[dm-devel] [RFC] Userspace-Controlled CoW Device

Molle Bestefich molle.bestefich at gmail.com
Mon Feb 6 10:52:13 UTC 2006


Dan Smith wrote:
> Comments?

1.)
Is there any technically convincing reason why the qcow thing must be
an integral part of the CoW target?

I'm thinking that it's possibly cleaner to implement a device-mapper
target that presents a block device of a custom size to upper layers,
while actually storing data in a qcow file, regular sparse file, or
what not.  For the sake of discussion, let's call this dm extension
'dm-autogrow'.

What you're trying to do could then be accomplished by layering
dm-snapshot on top of dm-autogrow.  It requires a bit more scripting
magic, but in the end the implementation might turn out to be simpler,
and you get to reuse dm-snapshot.

A dm-autogrow target is potentially useful for other things.  There
are various applications that would like to read a qcow file as a
block device, for example.  Perhaps the QEMU folks would be helpful
wrt. the implementation stuff, since QEMU could potentially use it
too.

That said, I feel that 'qcow' is a bit of a misnomer.  It's not like
QEMU is actually copying any blocks anywhere is it?  It's a file that
grows automatically, but AFAIK QEMU has absolutely no snapshot / CoW
support.

With the above in mind, and assuming that you want the qcow image as
the write target, I'm unsure why it would even be useful to use a qcow
image in particular.  It's not like qemu will be able to make any
sense of the qcow file afterwards, since it will only contain half a
filesystem... or am I completely wrong here?


2.)
A couple of things I would personally like to see wrt.

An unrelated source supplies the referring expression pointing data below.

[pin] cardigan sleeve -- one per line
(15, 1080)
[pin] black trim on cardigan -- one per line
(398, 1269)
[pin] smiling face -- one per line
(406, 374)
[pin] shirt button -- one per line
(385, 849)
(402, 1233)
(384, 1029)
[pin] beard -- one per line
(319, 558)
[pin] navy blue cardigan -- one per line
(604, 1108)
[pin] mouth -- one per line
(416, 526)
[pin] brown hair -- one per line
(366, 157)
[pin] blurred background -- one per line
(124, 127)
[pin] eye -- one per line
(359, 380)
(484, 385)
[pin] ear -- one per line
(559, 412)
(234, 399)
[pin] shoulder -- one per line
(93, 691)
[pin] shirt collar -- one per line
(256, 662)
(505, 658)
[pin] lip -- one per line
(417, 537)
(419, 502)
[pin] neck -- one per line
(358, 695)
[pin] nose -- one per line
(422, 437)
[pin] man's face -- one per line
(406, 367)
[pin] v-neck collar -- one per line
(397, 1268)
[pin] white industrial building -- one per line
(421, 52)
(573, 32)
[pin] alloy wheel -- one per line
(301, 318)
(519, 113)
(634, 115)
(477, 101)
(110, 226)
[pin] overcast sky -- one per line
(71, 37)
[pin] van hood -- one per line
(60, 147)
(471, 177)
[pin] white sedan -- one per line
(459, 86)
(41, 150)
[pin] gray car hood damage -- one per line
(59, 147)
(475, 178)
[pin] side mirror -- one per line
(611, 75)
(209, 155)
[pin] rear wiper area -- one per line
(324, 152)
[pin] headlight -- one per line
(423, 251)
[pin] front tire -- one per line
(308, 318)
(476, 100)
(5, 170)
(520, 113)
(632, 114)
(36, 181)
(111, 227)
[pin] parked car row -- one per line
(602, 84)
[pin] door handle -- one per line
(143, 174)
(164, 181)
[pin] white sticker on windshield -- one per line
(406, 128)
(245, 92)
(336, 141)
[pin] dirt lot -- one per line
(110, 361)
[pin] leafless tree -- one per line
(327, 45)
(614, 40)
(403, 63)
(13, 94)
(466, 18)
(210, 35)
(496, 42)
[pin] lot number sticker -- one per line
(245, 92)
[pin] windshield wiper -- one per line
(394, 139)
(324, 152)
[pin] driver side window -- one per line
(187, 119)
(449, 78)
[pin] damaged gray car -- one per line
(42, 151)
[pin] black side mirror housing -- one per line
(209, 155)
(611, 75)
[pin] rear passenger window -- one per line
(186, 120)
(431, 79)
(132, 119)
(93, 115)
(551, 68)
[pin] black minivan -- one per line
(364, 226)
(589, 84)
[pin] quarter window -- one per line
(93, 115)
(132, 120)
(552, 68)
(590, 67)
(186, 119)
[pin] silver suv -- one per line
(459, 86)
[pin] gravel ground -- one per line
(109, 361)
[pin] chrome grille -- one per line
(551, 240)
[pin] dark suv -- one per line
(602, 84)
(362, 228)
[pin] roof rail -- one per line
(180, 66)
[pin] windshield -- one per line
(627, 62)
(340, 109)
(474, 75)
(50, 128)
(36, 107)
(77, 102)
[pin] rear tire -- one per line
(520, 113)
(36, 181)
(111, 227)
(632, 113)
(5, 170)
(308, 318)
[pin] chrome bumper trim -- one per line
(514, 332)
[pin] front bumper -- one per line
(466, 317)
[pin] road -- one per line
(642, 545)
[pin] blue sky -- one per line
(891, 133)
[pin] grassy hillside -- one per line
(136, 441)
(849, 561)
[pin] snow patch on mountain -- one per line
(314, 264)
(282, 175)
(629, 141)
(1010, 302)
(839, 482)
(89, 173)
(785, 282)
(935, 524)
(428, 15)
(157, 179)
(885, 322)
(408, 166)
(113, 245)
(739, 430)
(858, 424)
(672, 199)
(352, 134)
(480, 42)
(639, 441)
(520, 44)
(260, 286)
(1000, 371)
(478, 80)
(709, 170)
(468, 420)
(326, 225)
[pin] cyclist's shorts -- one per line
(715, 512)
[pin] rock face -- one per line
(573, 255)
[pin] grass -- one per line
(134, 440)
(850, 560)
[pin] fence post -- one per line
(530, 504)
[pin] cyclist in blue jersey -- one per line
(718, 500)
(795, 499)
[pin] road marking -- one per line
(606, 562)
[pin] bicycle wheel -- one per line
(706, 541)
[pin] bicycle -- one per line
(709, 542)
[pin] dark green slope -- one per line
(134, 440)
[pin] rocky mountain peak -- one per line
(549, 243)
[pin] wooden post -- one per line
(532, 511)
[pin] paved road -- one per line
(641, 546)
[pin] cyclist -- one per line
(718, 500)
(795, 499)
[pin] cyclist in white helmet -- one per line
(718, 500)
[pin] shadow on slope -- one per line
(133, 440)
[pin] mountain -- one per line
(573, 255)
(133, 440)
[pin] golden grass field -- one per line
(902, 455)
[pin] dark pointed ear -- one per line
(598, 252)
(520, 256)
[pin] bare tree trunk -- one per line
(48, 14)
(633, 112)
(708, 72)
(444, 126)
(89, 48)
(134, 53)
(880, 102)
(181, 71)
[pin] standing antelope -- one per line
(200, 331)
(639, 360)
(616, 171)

Xen and CoW.

 a.)  Avoid write reordering (= avoid breaking journal filesystems in Xen vms).

 b.)  When an entire block of zeros is written, nuke it from the qcow
image or "sparsify" the block in the underlying sparse file.

Point b) requires a patch to guest domains so that the filesystem zero
released blocks, but that already exists for ext3, I think.

(An alternative approach to that would be to make a target in between
the guest and the CoW device that understands the ext3 filesystem.  It
could catch when ext3 writes to the list of free filesystem blocks and
zero those blocks..)

... too tired to come up with anything else right now :-).